# Ray Bradbury



## aedrasteia (Jun 6, 2012)

Last night I watched the Transit of Venus, live, on the NASA cam, 
sitting in front of my computer screen, in wonder and amazement and I thought of him.

Wonder, amazement, joy.

thank you Mr. Bradbury. for helping me remember how to be human.


----------



## Flying Crane (Jun 6, 2012)

Mr. Bradbury is one of my absolute favorite authors, his short stories, especially those from the 1950s and 1960s are stunning.  The imagination that he had, where he could write a short story and pull forth these intense feelings from me when I was reading them, unlike any other author.  

I just finished Dandelion Wine a couple weeks ago, hadn't read it in years.  Brilliant book.

I will miss him.


----------



## Sukerkin (Jun 6, 2012)

I read The Golden Apples of the Sun short story collection in English Literature back when I was maybe thirteen.  Some of the stories in there have stuck with me all these years, which, in the end, is the true measure of the imaginative power of a writer.

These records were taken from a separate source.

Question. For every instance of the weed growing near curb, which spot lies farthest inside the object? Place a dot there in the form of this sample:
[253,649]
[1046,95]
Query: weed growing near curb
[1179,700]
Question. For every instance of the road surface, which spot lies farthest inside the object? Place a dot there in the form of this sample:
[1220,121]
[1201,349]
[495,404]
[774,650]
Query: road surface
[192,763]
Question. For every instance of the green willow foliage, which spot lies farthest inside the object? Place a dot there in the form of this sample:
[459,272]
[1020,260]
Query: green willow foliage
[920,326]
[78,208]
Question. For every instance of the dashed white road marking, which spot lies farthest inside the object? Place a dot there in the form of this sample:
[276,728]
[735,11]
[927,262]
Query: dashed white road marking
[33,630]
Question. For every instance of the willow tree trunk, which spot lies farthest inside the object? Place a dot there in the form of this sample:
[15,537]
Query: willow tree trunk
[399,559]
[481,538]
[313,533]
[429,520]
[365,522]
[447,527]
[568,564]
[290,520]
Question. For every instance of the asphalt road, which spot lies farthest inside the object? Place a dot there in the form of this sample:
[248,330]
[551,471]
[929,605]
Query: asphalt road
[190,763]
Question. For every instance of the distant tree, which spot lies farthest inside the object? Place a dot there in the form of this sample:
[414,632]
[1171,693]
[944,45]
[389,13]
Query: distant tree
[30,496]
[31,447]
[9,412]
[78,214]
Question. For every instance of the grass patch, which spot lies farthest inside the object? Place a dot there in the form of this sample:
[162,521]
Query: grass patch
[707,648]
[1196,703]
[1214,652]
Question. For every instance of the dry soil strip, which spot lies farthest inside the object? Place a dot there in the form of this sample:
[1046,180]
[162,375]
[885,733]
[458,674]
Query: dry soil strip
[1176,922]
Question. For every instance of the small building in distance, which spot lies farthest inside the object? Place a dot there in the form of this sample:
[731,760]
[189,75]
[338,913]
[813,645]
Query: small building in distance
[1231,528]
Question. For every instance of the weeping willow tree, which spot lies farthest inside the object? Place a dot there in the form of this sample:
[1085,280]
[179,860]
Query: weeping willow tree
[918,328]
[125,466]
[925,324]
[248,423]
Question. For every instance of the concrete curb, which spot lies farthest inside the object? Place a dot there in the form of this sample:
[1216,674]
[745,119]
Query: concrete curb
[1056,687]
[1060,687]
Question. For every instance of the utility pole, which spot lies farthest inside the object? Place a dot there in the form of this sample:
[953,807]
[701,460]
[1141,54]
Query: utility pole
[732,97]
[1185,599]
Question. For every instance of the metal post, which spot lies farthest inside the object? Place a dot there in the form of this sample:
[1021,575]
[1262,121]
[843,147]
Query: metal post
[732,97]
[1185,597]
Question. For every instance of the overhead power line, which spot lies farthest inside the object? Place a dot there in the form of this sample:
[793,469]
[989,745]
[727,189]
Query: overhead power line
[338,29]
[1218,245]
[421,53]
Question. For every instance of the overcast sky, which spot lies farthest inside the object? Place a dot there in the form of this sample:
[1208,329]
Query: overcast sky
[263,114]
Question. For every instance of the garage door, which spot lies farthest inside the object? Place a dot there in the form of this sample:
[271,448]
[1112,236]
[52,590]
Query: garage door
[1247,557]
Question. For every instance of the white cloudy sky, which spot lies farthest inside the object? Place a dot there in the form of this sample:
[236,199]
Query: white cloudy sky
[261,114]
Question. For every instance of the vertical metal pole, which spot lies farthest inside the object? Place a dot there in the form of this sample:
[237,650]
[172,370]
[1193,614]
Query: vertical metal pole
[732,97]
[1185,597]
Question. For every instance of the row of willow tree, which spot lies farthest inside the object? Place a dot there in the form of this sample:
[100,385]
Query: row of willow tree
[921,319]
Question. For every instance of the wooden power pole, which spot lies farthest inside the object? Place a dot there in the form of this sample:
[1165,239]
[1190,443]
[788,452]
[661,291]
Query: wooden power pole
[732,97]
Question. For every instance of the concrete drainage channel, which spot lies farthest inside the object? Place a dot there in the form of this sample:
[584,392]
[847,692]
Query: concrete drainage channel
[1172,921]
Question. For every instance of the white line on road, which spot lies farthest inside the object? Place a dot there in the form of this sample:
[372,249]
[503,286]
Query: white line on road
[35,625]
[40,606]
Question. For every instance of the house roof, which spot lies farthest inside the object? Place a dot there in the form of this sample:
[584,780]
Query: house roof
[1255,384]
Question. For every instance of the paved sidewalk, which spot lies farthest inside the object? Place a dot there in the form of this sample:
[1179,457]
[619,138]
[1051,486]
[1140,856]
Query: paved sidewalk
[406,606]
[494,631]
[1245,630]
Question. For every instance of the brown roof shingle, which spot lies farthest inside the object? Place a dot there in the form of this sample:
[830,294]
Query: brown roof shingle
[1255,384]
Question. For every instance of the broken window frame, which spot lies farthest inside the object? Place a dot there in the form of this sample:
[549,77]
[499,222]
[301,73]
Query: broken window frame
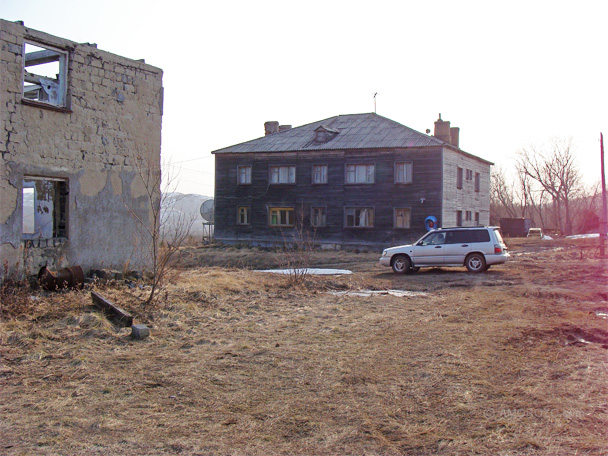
[56,91]
[52,221]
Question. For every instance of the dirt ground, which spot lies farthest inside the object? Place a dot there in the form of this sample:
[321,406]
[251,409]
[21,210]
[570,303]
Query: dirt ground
[513,361]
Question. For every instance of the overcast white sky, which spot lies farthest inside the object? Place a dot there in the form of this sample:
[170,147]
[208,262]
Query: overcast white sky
[509,74]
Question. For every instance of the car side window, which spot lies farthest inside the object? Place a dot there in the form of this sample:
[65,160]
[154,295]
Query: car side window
[480,236]
[458,237]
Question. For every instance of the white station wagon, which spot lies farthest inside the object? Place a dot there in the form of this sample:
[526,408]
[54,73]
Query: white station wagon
[477,248]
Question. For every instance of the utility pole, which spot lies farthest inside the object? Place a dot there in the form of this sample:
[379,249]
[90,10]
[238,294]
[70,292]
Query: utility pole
[604,220]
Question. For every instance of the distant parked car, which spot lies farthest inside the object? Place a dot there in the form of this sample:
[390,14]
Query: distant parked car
[477,248]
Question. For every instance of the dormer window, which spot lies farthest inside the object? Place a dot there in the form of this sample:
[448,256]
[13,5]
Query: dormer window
[325,134]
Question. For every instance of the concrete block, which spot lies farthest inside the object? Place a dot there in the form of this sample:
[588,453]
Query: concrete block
[140,332]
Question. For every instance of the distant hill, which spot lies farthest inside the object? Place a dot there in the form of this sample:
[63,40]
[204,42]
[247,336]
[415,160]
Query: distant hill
[184,206]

Farewell, Mr. Bradbury.  If there is some form of life after this then I hope you are there realising that you have left a legacy back here with us that we shall not soon forget.


----------



## Flying Crane (Jun 6, 2012)

many of his short stories have been republished in various volumes, but I've got a whole shelf on my bookcase at home, essentially dedicated to his works.  I always liked his short stories the best, but Dandelion Wine and Something Wicked This Way Comes are excellent full novels.

The Martian Chronicles
The Illustrated Man
October Country
R is for Rocket
S is for Space
The Toynbee Convector

one of my favorite stories: The Fruit at the Bottom of the Bowl.

the list goes on and on.


----------



## Jenna (Jun 6, 2012)

aedrasteia said:


> thank you Mr. Bradbury. for helping me remember how to be human.



How do you mean this A.. helping you remember how to be human? I do not mean to be nosey nor to digress..

Fahreheit 451 it is Ray Bradbury yes?? I remember reading this at school in sociology (and the film of it)


----------



## fyn5000 (Aug 3, 2012)

Goodbye Ray Bradbury and thanks for the stories ...


----------



## Yondanchris (Apr 22, 2013)

.


----------